As much as Lowery has credited the players for the team’s performance, Collins has taken note of how his assistant hasn’t just helped bring about quantifiable success, but also that intangible improvement.

“He’s brought an aggressiveness, a grit and a toughness that I thought we needed,” Collins said. “I did a deep dive at the end of last year about what we needed to do get better in terms of getting over the hump and being this caliber of team, and I felt like our toughness needed to improve. We needed to guard better and we needed to be more physical, and I think those are all areas that he really brings to the table. That’s what he’s always been about with his teams.”

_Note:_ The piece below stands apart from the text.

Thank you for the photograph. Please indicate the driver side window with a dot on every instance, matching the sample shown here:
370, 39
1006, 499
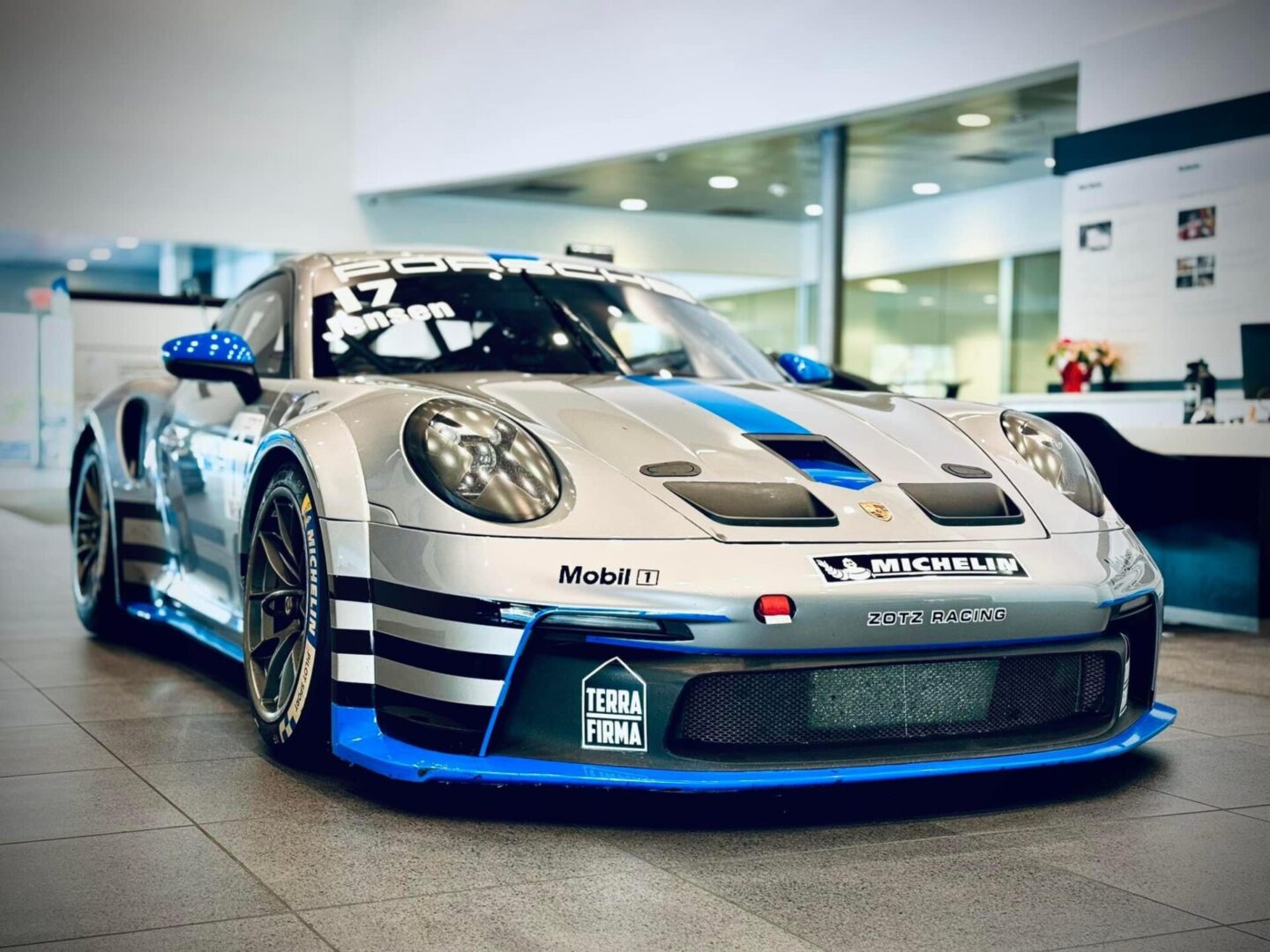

As Northwestern looked to earn its first NCAA Tournament win in six years against Boise State on Thursday, Lowery put those qualities on full display. Both the Broncos and Wildcats entered their matchup as two of the nation’s best defensive teams, which brought about cloudy forecasts with a large dose of slow-paced, defensive-heavy basketball in sunny Sacramento.

Northwestern found itself in a game with a pace that was almost the exact opposite of that, with both teams delivering blow after blow. Once Boise State’s Max Rice became scorching hot at the start of the second half, however, there was a potential for a knockout punch after he led a run that brought the Broncos within two.

Collins called a timeout with 12:38 to go. During their thirty seconds in the huddle, the ‘Cats heard an adjustment from Lowery, and took it to heart. Northwestern pulled away, and Rice wouldn’t score for the rest of the game.

“The adjustment was we originally thought, ‘Okay, we’re up at half, they’re gonna lay down,’” Lowery said. “And once we saw that, no, they’re here just like we are, we rubbed it back up and we really got after him again.”

Now, Northwestern faces a much harder test in UCLA, a team with the third-most efficient offense in the country. Even without guard Jaylen Clark, who will miss the NCAA Tournament with an Achilles injury, the Bruins are still one of the most talented and battle-tested squads in all of college basketball. And even they acknowledged that Lowery’s defensive scheme will be challenging to beat.

No one knows that better than UCLA head coach Mick Cronin, who has likely watched more Northwestern film than anyone not named Chris Collins in the past two days. For him, it’s NU’s trap recovery — the exact aspect of the defense that caught Lowery’s eye when practice started up again in the fall — that especially stands out.

“They recover extremely well out of their traps,” Cronin said. “It’s a team struggle to hurt them. And everybody knows it’s coming, which tells you how good they are at it. That’s a credit to their coaching.”

Cronin, who coached at Murray State from 2003 to 2006, faced off once against Lowery during his time at Southern Illinois — a 2005 “bloodbath” that ended in a 57-53 road win for Lowery’s Salukis. “His defensive background is as good as there is,” Cronin added.

As a result of that, and of Northwestern’s immense defensive prowess, Lowery’s name will almost certainly be at the forefront of head coaching lists for schools in need of one this offseason. It will give rise to questions about whether NU can maintain the defensive strength Lowery has helped mold in less than eight months with the program.

After his first Southern Illinois team lost in the Round of 32 after beating Saint Mary’s, similar questions came up. Yes, SIU had been consistently good before its 2004-05 season, but could Lowery use the success to take another leap? Just two years later, he found himself in the Sweet 16, forcing a 33-4 Kansas team to escape by the skin of its teeth.

Regardless of whether Lowery remains in Evanston after the Wildcats stop dancing, his goal is to make this identity Northwestern’s. To turn Welsh-Ryan Arena into an exploding volcano with a lava-filled floor, filled with screaming fans egging on the world’s most chaotic game of hot potato. Permanently.

“I think this is who we are now,” he said. “Defensively, we want to be this good always. And I think that’s the biggest thing I can bring to this program.”